A four-year study has revealed brown rats actively preying on bats at two urban hibernacula in Northern Germany. At Segeberger Kalkberg cave—home to over 30,000 bats, mostly Daubenton’s and Natterer’s—infrared cameras in 2020 captured rats jumping to intercept bats in flight or attacking landed ones.
In just five weeks, 30 predation attempts and 13 kills were recorded. A rat cache contained 52 bat carcasses. From 2021 to 2024, thermal imaging at Lüneburger Kalkberg documented rat activity near crevices and uncovered another identical carcass pile, confirming the behavior at both sites.
The extended timeline allowed researchers to gather video, thermal data, mist-net species confirmation, and carcass evidence across seasons, ensuring solid conclusions before the 2025 submission.
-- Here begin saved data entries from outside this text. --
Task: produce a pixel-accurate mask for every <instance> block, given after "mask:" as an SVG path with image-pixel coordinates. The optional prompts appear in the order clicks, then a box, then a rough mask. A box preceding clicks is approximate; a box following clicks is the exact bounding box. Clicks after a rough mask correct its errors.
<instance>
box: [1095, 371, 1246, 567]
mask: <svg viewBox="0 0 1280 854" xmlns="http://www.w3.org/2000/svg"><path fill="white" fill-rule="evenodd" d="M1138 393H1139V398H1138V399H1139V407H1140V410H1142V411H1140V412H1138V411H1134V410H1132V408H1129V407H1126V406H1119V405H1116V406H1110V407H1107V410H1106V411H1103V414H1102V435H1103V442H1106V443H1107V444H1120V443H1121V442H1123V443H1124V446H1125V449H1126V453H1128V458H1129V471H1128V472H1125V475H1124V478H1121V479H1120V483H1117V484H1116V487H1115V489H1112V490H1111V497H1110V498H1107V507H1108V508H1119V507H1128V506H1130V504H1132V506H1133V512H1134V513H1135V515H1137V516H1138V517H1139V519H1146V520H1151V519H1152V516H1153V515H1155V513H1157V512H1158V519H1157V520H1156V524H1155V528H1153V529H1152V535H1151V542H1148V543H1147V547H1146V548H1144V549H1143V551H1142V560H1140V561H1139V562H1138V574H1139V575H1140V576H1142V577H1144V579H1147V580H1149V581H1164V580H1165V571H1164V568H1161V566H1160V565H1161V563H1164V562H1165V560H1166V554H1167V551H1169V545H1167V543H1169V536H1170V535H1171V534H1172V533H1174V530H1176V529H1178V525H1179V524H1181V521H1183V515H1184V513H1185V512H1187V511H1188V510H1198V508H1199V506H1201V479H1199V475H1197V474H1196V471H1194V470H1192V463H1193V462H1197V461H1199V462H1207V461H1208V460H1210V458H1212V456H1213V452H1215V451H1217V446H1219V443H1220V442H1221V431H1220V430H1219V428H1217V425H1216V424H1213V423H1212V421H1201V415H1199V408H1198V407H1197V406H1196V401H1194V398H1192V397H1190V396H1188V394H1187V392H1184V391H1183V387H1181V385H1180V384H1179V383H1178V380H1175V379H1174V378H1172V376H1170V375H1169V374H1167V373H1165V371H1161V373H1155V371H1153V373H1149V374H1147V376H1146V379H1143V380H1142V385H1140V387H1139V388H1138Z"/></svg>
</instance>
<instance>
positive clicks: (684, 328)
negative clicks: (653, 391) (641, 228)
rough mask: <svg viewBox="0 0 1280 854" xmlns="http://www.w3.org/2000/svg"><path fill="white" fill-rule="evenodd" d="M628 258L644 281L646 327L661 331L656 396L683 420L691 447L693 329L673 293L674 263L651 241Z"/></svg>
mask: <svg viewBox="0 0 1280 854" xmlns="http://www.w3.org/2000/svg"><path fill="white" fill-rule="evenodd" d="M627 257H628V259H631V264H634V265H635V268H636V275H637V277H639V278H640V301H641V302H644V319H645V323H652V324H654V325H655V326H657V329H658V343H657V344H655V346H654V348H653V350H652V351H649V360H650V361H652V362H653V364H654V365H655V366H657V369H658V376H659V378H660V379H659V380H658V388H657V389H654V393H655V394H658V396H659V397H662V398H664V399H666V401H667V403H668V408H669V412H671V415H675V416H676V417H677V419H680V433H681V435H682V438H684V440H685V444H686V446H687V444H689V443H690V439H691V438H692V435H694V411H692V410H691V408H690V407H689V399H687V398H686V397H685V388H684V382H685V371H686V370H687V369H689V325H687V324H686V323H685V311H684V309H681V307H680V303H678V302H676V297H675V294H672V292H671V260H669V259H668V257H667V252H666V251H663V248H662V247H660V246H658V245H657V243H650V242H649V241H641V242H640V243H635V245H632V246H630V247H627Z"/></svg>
Rats hunt in complete darkness using whiskers to sense wingbeat air currents, then grab prey with forepaws. A colony of 15–60 rats could kill 2,100–8,400 bats per winter—up to 7% of Segeberg’s population.
Both bats and rats are major reservoirs for coronaviruses and paramyxoviruses. This direct predation creates a new interface for bat coronaviruses to spill over into rats, potentially amplifying and spreading them to humans and livestock. No immediate outbreak risk exists, but the pathway raises One Health concerns.